We emphasize that because the communication between the North Carolina and New Jersey courts at issue in the present case concerned simultaneous child custody proceedings, the provisions of N.C. Gen. Stat. § 50A-206 control. Because the record reveals no discretionary communication between the two courts actually occurred, the provisions of N.C. Gen. Stat. § 50A-110 are not implicated. Plaintiff argues that because Judge Hilburn’s 21 February 2011 order indicates that the decision to decline jurisdiction in North Carolina was made “[a]fter reviewing the file, hearing arguments of counsel and reviewing correspondence from and having telephone conferences with the Honorable Margaret M. Foti, Superior Court of New Jersey,” the record necessarily implies that Judge Hilbum held discretionary ex parte communications with Judge Foti without complying with section 50A-110. (Emphasis added.) However, even if Judge Hilburn did, in fact, have telephone conferences with Judge Foti regarding the jurisdiction issue, we fail to see how any such communication affected the outcome in the present case, as Judge Hilburn’s findings of fact both disclose and rely on the same facts that are presented in plaintiff’s present child custody complaint, Judge Foti’s order denying plaintiff’s motion to dismiss, and Judge Foti’s letter to Judge Hilbum, which was fully produced to the parties. Further, although plaintiff argues he was given no opportunity to present facts and arguments regarding the jurisdiction issue to Judge Hilbum, plaintiff submitted to Judge Hilbum a copy of his extensive forum non conveniens arguments as an exhibit to his present action for child custody.

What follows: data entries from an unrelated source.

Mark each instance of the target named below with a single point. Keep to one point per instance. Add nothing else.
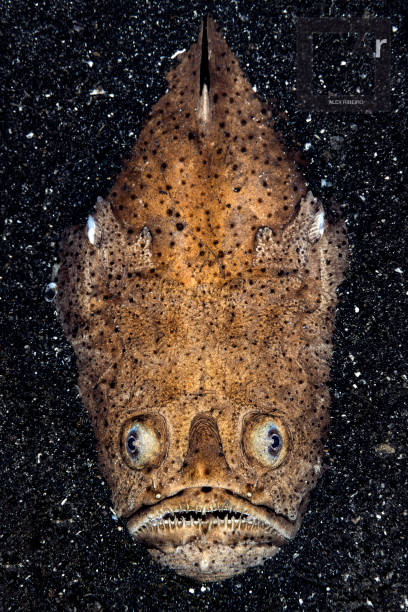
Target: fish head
(214, 485)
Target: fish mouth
(210, 533)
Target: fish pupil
(275, 443)
(131, 443)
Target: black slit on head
(204, 66)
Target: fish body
(200, 301)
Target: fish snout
(205, 462)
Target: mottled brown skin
(204, 309)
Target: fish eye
(143, 441)
(265, 440)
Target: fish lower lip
(178, 518)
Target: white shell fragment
(90, 229)
(316, 230)
(50, 292)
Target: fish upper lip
(233, 511)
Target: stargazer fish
(200, 302)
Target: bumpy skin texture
(206, 299)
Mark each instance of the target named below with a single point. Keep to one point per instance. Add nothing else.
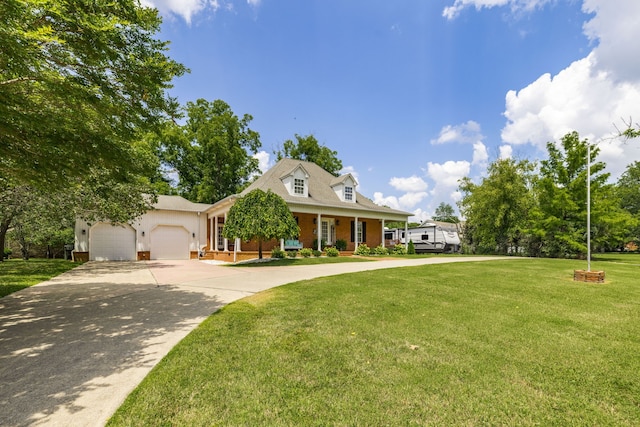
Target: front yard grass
(16, 274)
(514, 342)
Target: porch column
(406, 235)
(226, 241)
(319, 232)
(355, 233)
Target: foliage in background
(212, 152)
(260, 216)
(309, 149)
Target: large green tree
(309, 149)
(79, 79)
(212, 152)
(497, 209)
(260, 216)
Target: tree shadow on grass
(63, 346)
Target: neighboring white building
(174, 229)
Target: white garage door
(112, 243)
(169, 242)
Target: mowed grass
(513, 342)
(17, 274)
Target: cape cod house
(326, 208)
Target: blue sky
(416, 94)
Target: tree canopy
(212, 152)
(545, 214)
(78, 81)
(260, 216)
(309, 149)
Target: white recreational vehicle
(429, 237)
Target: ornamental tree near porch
(260, 216)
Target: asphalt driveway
(73, 348)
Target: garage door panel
(112, 243)
(169, 242)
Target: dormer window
(348, 194)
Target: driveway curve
(74, 347)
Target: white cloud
(411, 184)
(467, 133)
(448, 174)
(506, 151)
(452, 12)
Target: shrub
(380, 250)
(332, 252)
(399, 249)
(277, 253)
(363, 249)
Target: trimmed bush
(277, 253)
(363, 249)
(332, 252)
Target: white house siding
(112, 243)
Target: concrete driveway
(73, 348)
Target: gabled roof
(178, 203)
(341, 179)
(321, 193)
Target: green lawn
(512, 342)
(16, 274)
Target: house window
(348, 193)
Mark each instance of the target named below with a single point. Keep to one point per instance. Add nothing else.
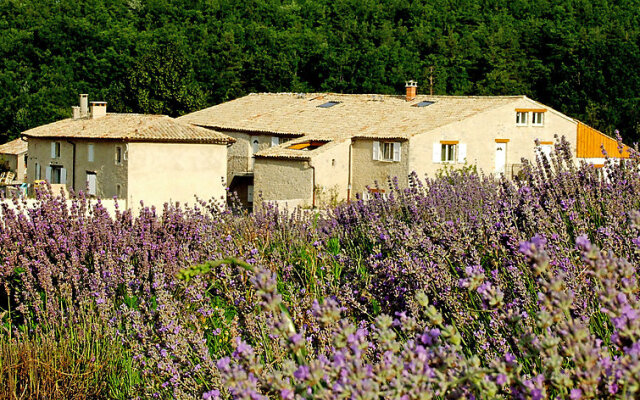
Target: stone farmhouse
(14, 155)
(292, 148)
(132, 157)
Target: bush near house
(461, 286)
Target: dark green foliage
(173, 57)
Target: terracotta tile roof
(354, 115)
(129, 127)
(14, 147)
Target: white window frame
(534, 121)
(58, 175)
(445, 154)
(522, 118)
(387, 151)
(91, 152)
(55, 150)
(546, 149)
(95, 188)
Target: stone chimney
(83, 109)
(98, 109)
(412, 90)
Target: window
(277, 140)
(537, 119)
(56, 175)
(250, 194)
(546, 148)
(328, 104)
(55, 149)
(448, 152)
(521, 118)
(387, 151)
(118, 155)
(92, 183)
(90, 152)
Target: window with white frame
(118, 155)
(521, 118)
(448, 152)
(90, 152)
(56, 175)
(537, 118)
(546, 149)
(387, 151)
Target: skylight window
(307, 146)
(424, 103)
(328, 104)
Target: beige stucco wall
(480, 132)
(283, 180)
(331, 163)
(16, 165)
(108, 173)
(367, 171)
(175, 172)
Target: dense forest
(581, 57)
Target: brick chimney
(412, 90)
(84, 105)
(98, 109)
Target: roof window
(307, 146)
(328, 104)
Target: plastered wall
(283, 179)
(175, 172)
(332, 172)
(108, 172)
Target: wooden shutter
(397, 150)
(462, 152)
(437, 152)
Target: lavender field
(462, 286)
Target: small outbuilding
(131, 157)
(13, 158)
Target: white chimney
(84, 109)
(98, 109)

*540Thus, the statutory prerequisites for determining child custody jurisdiction were substantially complied with in the present case. In the 21 February 2011 order, Judge Hilburn made the requisite findings of fact and conclusions of law that New Jersey had proper home state jurisdiction at the time the New Jersey child custody action was commenced, that the New Jersey court had communicated with the North Carolina court regarding the jurisdictional issue, that New Jersey declined to find this State the more appropriate forum for the parties’ custody dispute, and that North Carolina must therefore dismiss the action under the UCCJEA and the PKPA. Given these circumstances, and our de novo conclusion that North Carolina may not exercise jurisdiction over plaintiff’s child custody matter, the trial court’s order declining to exercise jurisdiction in the present case must be affirmed.
Affirmed.
Judge STEELMAN concurs. Judge McGEE dissents with separate opinion.